Optionsscheinauswahl

Der Optionsscheinkäufer sollte bei der Auswahl folgende Überlegungen anstellen:

· Welches Basisobjekt  – Aktie, Index, Währung oder Anleihe?

  • Anfänger sollten als Basisobjekt ein Index wählen, da dieser kalkulierbarere und nicht so volatile Kursveränderungen aufweist. Fortgeschrittene und Profis wählen dagegen Optionsscheine auf Einzelaktien, da hier die Gewinnchancen höher sind. Auch können Währungs- und Zinsspekulationen die Gesamtrendite erhöhen.

· Put oder Call ?

  • Wenn der Anleger vermutet, daß die Kurse weiter steigen, dann sollte er zu einem Kaufoptionschein(Call) greifen. Ist er dagegen der Kursentwicklung pessimistisch eingestellt, oder will er sein Depot vor Kursverlusten absichern, so greift er zu einem Verkaufoptionsschein(Put).

· Welcher Ausübungspreis sollte gewählt werden ?

  • Der Ausübungspreis ist eines der wichtigsten Kriterien. Er bildet quasi die Ziellinie.

Beispiel:

  • Die Aktie der Muster AG notiert jetzt bei 100 EUR. Der Anleger vermutet, daß die Aktie auf 120 EUR steigen könnte. Der Anleger wählt deshalb einen Kaufoptionsschein mit Basispreis 100 EUR. Der Grund liegt in folgendem Sachverhalt: Der Optionsscheinkurs steigt bzw. fällt am stärksten, wenn der Kurs des Basisobjektes, also hier die Aktie, sich in der Nähe des Ausübungspreises befindet. Steigt nun der Kurs der Aktie, so steigt auch der Kurs des Optionsscheins.

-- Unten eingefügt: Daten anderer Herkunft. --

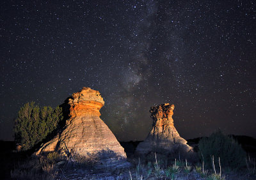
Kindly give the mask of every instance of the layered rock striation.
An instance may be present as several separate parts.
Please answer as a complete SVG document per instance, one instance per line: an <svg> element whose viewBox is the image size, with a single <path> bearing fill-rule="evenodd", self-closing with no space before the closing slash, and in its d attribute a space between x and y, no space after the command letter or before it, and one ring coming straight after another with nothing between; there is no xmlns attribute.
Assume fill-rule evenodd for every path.
<svg viewBox="0 0 256 180"><path fill-rule="evenodd" d="M170 103L150 108L149 112L153 119L153 128L145 140L138 146L136 150L137 153L183 153L193 151L193 148L187 144L185 139L180 137L174 127L172 119L173 110L174 105Z"/></svg>
<svg viewBox="0 0 256 180"><path fill-rule="evenodd" d="M58 151L70 156L77 154L101 161L126 159L124 148L99 117L104 105L99 91L83 87L68 100L70 118L62 131L43 144L36 154Z"/></svg>

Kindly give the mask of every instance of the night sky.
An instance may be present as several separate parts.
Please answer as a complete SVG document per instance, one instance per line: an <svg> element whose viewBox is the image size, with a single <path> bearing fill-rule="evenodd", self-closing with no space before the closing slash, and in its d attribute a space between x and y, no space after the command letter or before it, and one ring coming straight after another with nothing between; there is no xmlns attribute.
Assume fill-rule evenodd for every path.
<svg viewBox="0 0 256 180"><path fill-rule="evenodd" d="M177 2L178 1L178 2ZM119 140L143 140L173 103L185 139L256 137L255 1L1 1L0 139L34 101L101 93Z"/></svg>

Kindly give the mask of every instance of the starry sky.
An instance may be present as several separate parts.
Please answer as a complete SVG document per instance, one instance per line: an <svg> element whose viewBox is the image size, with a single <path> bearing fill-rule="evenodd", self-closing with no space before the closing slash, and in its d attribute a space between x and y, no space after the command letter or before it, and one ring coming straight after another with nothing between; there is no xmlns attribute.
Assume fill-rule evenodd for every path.
<svg viewBox="0 0 256 180"><path fill-rule="evenodd" d="M143 140L150 107L175 105L180 136L256 137L255 1L1 1L0 139L34 101L83 87L119 140Z"/></svg>

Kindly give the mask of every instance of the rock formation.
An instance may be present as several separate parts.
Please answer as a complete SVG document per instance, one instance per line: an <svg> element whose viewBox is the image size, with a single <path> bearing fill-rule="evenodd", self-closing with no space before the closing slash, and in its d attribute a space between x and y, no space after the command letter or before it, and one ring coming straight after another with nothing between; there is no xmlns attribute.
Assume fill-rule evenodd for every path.
<svg viewBox="0 0 256 180"><path fill-rule="evenodd" d="M153 118L153 128L146 140L139 144L136 153L147 154L150 152L160 153L187 153L193 148L187 141L181 138L174 127L174 105L164 103L150 108Z"/></svg>
<svg viewBox="0 0 256 180"><path fill-rule="evenodd" d="M36 154L58 151L66 156L96 157L103 163L126 159L124 148L99 117L104 101L99 91L83 87L72 95L68 103L70 119L64 129Z"/></svg>

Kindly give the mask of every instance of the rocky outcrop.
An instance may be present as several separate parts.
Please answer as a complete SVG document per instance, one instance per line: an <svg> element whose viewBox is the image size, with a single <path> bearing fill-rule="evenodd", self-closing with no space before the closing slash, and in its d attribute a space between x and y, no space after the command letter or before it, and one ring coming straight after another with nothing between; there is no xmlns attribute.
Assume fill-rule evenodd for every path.
<svg viewBox="0 0 256 180"><path fill-rule="evenodd" d="M83 87L72 95L68 103L70 119L63 130L44 144L36 154L58 151L66 156L96 158L106 165L126 159L124 148L99 117L104 101L99 91Z"/></svg>
<svg viewBox="0 0 256 180"><path fill-rule="evenodd" d="M150 108L153 119L153 128L146 140L139 144L136 153L147 154L150 152L160 153L188 153L193 148L187 141L181 138L174 127L174 105L164 103Z"/></svg>

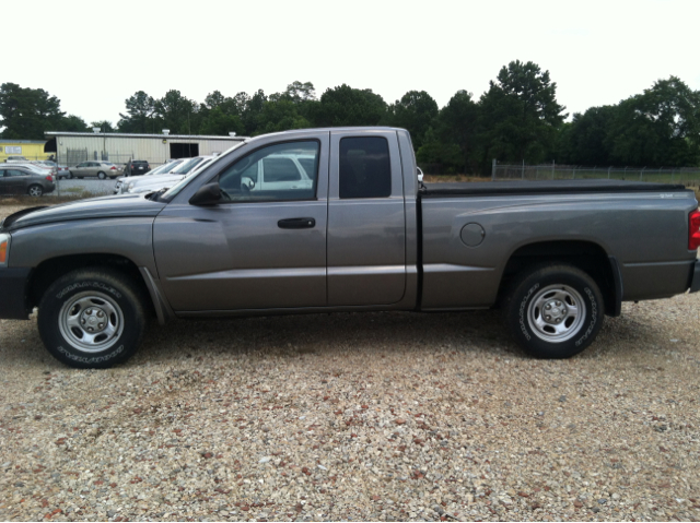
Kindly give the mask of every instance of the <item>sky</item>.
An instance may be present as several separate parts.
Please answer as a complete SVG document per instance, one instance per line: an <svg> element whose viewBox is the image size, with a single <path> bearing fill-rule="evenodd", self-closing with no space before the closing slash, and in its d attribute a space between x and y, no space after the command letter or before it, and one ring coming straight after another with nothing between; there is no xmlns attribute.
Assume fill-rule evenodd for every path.
<svg viewBox="0 0 700 523"><path fill-rule="evenodd" d="M476 98L513 60L557 83L567 111L617 104L656 80L700 90L700 0L33 1L3 16L0 83L44 88L116 124L137 91L203 102L295 80L393 103ZM10 45L10 43L12 43Z"/></svg>

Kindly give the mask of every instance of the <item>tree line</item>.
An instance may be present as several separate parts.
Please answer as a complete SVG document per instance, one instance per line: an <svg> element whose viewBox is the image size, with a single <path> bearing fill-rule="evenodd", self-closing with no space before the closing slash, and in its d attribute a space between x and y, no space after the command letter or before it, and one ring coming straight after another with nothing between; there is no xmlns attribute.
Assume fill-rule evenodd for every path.
<svg viewBox="0 0 700 523"><path fill-rule="evenodd" d="M312 127L393 126L411 133L419 165L441 173L490 173L500 163L684 167L700 165L700 92L670 76L617 105L575 112L557 100L549 71L518 60L504 66L479 98L457 91L442 108L425 91L386 103L372 90L342 84L316 96L311 82L281 93L233 97L213 91L198 103L177 90L154 98L143 91L125 100L116 124L60 110L44 90L0 86L2 138L42 140L44 131L254 136Z"/></svg>

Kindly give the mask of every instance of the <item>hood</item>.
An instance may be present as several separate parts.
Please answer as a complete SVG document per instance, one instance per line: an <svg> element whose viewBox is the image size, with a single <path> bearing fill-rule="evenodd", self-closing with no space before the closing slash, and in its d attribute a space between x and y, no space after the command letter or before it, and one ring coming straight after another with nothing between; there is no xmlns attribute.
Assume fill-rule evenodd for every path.
<svg viewBox="0 0 700 523"><path fill-rule="evenodd" d="M69 219L155 217L165 205L163 202L147 200L140 194L93 198L49 207L25 209L4 218L2 229L16 230Z"/></svg>

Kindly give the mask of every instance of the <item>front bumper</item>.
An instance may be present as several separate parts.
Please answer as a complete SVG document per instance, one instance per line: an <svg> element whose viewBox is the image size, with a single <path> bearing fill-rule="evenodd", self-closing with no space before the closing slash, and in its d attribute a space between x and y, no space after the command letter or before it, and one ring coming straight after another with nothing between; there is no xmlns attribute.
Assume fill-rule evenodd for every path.
<svg viewBox="0 0 700 523"><path fill-rule="evenodd" d="M700 260L696 260L690 274L690 292L697 293L698 290L700 290Z"/></svg>
<svg viewBox="0 0 700 523"><path fill-rule="evenodd" d="M0 319L27 320L27 281L30 268L0 269Z"/></svg>

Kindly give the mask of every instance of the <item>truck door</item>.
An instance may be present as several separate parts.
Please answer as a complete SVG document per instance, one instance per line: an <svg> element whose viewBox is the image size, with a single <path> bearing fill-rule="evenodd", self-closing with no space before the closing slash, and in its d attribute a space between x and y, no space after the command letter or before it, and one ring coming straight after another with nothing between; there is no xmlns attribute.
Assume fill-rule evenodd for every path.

· Welche Laufzeit sollte gewählt werden ?

  • Mit Optionsscheinen spekuliert man gegen die Zeit. Tritt die erwartete Kursbewegung nicht innerhalb der Laufzeit des Optionsscheins ein, so ist er wertlos.

Wichtig

  • Ein Optionsschein verliert während seiner Laufzeit, vor allem am Ende, zunehmend an Wert. Es ist daher stets darauf zu achten, daß die Laufzeit genügend lang gewählt wird. Merke: Ein Aktienkäufer kann einen Kursrutsch „aussitzen“, ein Optionsscheinanleger dagegen nicht.
  • Es ist daher außerordentlich wichtig, wann eine Prognose eintritt. Wenn der Optionsscheinkäufer sich sicher ist, daß die prognostizierte Kursentwicklung innerhalb eines Jahres eintritt, so sollte er einen Optionsschein mit einer entsprechend langen Laufzeit wählen.

· Welches Emissionshaus sollte gewählt werden?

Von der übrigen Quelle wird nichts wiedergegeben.